Tudo isso forma um repertório. E quanto maior o repertório, mais referências a criança terá para entender o que gosta e o que não gosta, e por quê.

E se a criança realmente não gostar?

Tudo bem. Nem todo mundo gosta de tudo. O importante é não encerrar a conversa na recusa. Podemos dizer “hoje não rolou, mas quem sabe outro dia?”. Ou “vamos tentar esse mesmo ingrediente de outro jeito?”. Flexibilidade e respeito são essenciais.

Lembre-se: o objetivo não é fazer com que a criança coma certinho, mas ajudá-la a criar uma relação positiva com a comida.

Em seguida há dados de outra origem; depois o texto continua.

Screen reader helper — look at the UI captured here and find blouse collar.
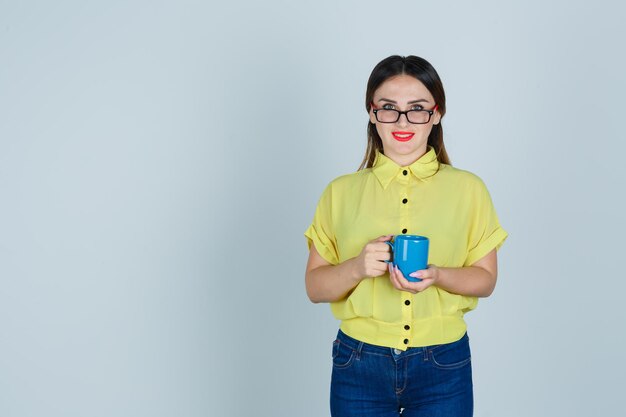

Dicas práticas para pais e mães

  1. Coma junto sempre que possível
  2. Evite telas durante a refeição
  3. Cozinhem juntos
  4. Apresente de formas diferentes
  5. Não use comida como punição ou recompensa
  6. Estimule o vocabulário sensorial
  7. Celebre a descoberta, não o desempenho

A longo prazo, o que fica?

Mais do que gostar de couve ou detestar jiló, o que fica é a relação construída. Uma criança que teve liberdade, incentivo, escuta e referências positivas vai crescer com mais autonomia sobre o próprio corpo e suas escolhas.

Ela pode até não gostar de tudo, mas saberá provar com curiosidade, respeitar as diferenças e fazer escolhas mais conscientes. E isso vale ouro.

Conclusão

A introdução alimentar é uma porta de entrada para muito mais do que o universo da nutrição. É uma forma de apresentar o mundo, de ensinar empatia, de formar vínculos e até de transmitir valores culturais e familiares. Ao transformar a hora da comida em um espaço de descoberta e não de obrigação, ajudamos nossos filhos e filhas a construírem não só um paladar mais rico, mas uma relação mais saudável e consciente com tudo que envolve o comer.

E sim, às vezes, esse processo começa com uma focaccia, abobrinha grelhada, um queijo suave e um sorriso curioso do outro lado da mesa.